Tarde o temprano a todos nos llega el hartazgo por el confinamiento en nuestras casas. Al fin y al cabo somos animales que nos caracterizamos por una alta interacción entre nosotros. No sólo eso: gracias a la globalización, el mundo se ha hecho más chiquito para una buena parte de la población mundial. La famosa “aldea global” de Marshall McLuhan. Sin embargo, ahora nos encontramos recluidos en el lugar más chiquito de todos: unos cuantos metros cuadrados de nuestras casas.
No sé usted, pero yo sí extraño el mundo antes de la pandemia. La normalidad de salir a trabajar, visitar a la familia, divertirse con los amigos y comer en un changarrito. Ahora que estoy en este tono melancólico, hasta extraño irme peleando en el tránsito capitalino.
Entre semana, salgo en las noches a hacer mi programa de televisión. Manejo a Televisa Chapultepec en medio de una ciudad fantasma. De ida hay pocos coches. De regreso, camiones y patrullas. La Gran Tenochtitlan deshabitada. Se siente raro. Como película de terror.
Hablando de terror, en lo personal, ya no soporto las reuniones por plataformas de internet. Las juntas de trabajo, pues ni modo, hay que hacerlas. Pero las personales son las que más me disgustan. Me parece horrible y tristísimo ver así a mi madre, mis hermanos y sus familias. Mi padre, el pobre, no ha aprendido cómo prender el micrófono de su teléfono por más que le hemos tratado de explicar. Sólo se queda callando viéndonos a los demás.
Sin duda, mejor el Zoom que nada. Sin embargo, las conversaciones suelen ser torpes y desorganizadas. No hay muchas ganas de platicar porque el ambiente de la epidemia es sombrío. Lo hacemos más por ganas de vernos que de convivir.
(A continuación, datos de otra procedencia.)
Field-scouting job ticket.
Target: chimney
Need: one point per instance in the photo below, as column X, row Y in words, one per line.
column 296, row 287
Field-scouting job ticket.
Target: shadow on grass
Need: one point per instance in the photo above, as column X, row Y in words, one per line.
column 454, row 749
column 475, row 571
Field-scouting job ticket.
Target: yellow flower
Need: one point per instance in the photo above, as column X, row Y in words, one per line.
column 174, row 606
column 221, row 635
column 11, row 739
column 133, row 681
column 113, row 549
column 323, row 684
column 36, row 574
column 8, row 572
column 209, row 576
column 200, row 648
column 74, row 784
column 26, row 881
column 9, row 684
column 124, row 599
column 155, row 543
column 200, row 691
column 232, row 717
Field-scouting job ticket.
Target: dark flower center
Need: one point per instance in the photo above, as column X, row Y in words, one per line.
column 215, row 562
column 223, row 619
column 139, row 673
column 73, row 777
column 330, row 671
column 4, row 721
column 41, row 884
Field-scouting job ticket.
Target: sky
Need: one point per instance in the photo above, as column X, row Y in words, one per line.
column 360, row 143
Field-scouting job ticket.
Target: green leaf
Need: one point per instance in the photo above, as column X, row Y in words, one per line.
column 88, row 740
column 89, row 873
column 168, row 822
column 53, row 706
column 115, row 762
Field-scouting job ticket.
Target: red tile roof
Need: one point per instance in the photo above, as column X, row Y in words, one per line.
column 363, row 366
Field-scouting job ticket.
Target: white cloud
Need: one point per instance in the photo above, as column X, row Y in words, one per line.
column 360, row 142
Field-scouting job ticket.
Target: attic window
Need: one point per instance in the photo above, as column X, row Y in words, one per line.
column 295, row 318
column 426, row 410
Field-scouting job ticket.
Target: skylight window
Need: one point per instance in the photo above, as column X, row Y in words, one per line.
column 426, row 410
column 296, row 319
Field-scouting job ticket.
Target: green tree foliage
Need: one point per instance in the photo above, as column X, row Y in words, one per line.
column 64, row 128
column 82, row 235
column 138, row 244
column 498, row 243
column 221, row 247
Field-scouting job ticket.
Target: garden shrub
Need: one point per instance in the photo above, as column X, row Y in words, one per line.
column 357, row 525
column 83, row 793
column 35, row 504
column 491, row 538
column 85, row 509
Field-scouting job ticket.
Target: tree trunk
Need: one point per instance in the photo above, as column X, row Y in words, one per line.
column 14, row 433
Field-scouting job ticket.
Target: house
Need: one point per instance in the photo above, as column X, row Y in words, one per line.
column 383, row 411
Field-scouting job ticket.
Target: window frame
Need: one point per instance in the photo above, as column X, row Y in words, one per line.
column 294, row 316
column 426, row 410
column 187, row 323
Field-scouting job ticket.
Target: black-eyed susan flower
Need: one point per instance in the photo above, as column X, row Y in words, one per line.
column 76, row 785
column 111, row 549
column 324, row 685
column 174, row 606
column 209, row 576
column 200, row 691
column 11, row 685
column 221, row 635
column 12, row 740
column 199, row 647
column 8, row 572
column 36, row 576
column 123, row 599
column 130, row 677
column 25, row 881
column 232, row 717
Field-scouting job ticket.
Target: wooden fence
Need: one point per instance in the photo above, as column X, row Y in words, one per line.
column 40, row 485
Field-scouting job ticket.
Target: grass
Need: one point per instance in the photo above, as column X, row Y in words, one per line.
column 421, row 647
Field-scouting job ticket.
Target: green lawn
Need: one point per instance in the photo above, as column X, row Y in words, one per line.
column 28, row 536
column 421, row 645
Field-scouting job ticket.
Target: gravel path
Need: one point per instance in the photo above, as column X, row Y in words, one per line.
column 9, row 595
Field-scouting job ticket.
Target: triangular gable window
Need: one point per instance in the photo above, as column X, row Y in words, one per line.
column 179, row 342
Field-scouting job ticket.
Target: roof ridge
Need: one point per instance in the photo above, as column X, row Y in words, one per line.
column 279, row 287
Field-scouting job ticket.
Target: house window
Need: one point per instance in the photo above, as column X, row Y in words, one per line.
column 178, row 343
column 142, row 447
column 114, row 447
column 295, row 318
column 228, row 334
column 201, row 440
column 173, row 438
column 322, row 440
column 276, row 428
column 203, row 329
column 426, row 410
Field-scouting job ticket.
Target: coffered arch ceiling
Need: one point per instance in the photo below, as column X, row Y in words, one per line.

Lo mismo me pasa en las reuniones con los amigos.
Esta semana me ocurrió algo todavía más triste. Una vieja y querida amiga finalmente perdió la lucha contra el cáncer. Por disposición de las autoridades, no pudimos ir a su entierro a despedirla como se merecía. Tampoco asistir, como dicta la tradición judía, a la ceremonia de la Shiva, donde los deudos reciben las condolencias de la comunidad durante siete días. Esta costumbre milenaria ayuda mucho para alivianar la pesadumbre de los dolientes.
El caso es que a la familia de mi amiga se le ocurrió organizar la Shiva por Zoom. Gran idea tomando en cuenta las restricciones sanitarias. El primer día entraron más de cien personas a la reunión virtual. Unos llorando, otros con un nudo en la garganta. Como suele suceder en estos casos, un rabino trató de explicar lo inexplicable, es decir, la muerte. Algunos de los asistentes se animaron a hablar. Yo no pude. No me sentí cómodo con el formato de la vía remota.
Ese mismo día, otro grupo de amigos organizó unos “chupes” también por Zoom. Se conectaron para platicar mientras se echaban unos tragos. Yo, después de la Shiva virtual, ya no pude hacerlo.
Mis hijos están tomando clases por internet. Los veo desmotivados y aburridos. Me duele porque sé que los niños y jóvenes son los que, naturalmente, más disfrutan estar fuera conviviendo con sus compañeros y amigos.
Traigo a colación este asunto porque cada vez leo más artículos que dicen que así será la vida de los seres humanos después de la pandemia. Mayor confinamiento en los hogares y menor interacción social. Me rehúso a aceptarlo. Los humanos somos seres tribales. Nos gusta platicar y tocarnos con los de nuestra tribu y conocer a los de otras. Industrias enteras de la economía dependen de esto.
El confinamiento es más doloroso en un país como México, donde hay una cultura más familiar. En Nueva York era imposible conseguir una mesa para diez personas en un restaurante porque no había demanda para ellas. Nadie salía a comer con toda su familia en un domingo. En la Ciudad de México es igual de imposible porque hay mucha demanda. Los restaurantes no se dan abasto de tantas mesas concurridas. No por estereotipar, pero los mexicanos somos más tribales que otras naciones. Yo, como chilango, extraño eso. Ver, platicar y tocar a los de mi tribu. Que no me vengan, entonces, a pronosticar que eso será una cosa del pasado. Estoy seguro que algún día, muy pronto, se acabará este maldito confinamiento. Que podremos celebrar la vida cotidiana y, cuando alguien querido se nos muera, despedirlo en el panteón como se merece.